As I wrote above I will use **clk for the rollback, so nps_get_timer_clk() will make sense and avoid code duplication.

>> + return ret;
>> + }
>> +
>> + ret = cpuhp_setup_state(CPUHP_AP_NPS_TIMER_STARTING,
>> + "AP_NPS_TIMER_STARTING",
>> + nps_timer_starting_cpu,
>> + nps_timer_dying_cpu);
>> + if (ret) {
>> + pr_err("Failed to setup hotplug state");
>> + clk_disable_unprepare(clk);
>> + return ret;
>> + }
>> +
>> + return 0;
>> +}
>> +
>> +CLOCKSOURCE_OF_DECLARE(ezchip_nps400_clkevt, "ezchip,nps400-timer0",
>> + nps_setup_clockevent);
>> +#endif /* CONFIG_EZNPS_MTM_EXT */
>> diff --git a/include/linux/cpuhotplug.h b/include/linux/cpuhotplug.h
>> index 34bd805..9efc1a3 100644
>> --- a/include/linux/cpuhotplug.h
>> +++ b/include/linux/cpuhotplug.h
>> @@ -60,6 +60,7 @@ enum cpuhp_state {
>> CPUHP_AP_MARCO_TIMER_STARTING,
>> CPUHP_AP_MIPS_GIC_TIMER_STARTING,
>> CPUHP_AP_ARC_TIMER_STARTING,
>> + CPUHP_AP_NPS_TIMER_STARTING,

>Oops, wait. Here, arch/arc/kernel/time.c should be moved in drivers/clocksource and consolidated with this driver.
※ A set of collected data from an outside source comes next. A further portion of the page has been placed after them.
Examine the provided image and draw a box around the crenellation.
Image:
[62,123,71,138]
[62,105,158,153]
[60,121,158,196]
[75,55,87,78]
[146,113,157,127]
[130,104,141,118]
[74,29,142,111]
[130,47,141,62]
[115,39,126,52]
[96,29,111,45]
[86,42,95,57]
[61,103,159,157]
>Very likely, CPUHP_AP_ARC_TIMER_STARTING can be used for all ARC timers.

Indeed the ARC timer driver served as my inspiration but due to HW threads handling they are not the same.
Moving drivers from arch/arc to driver/clocksource is not my call (Vineet Gupta is the maintainer of ARC)
And I think they quiet differ now so consolidation gain is not obvious.

-Noam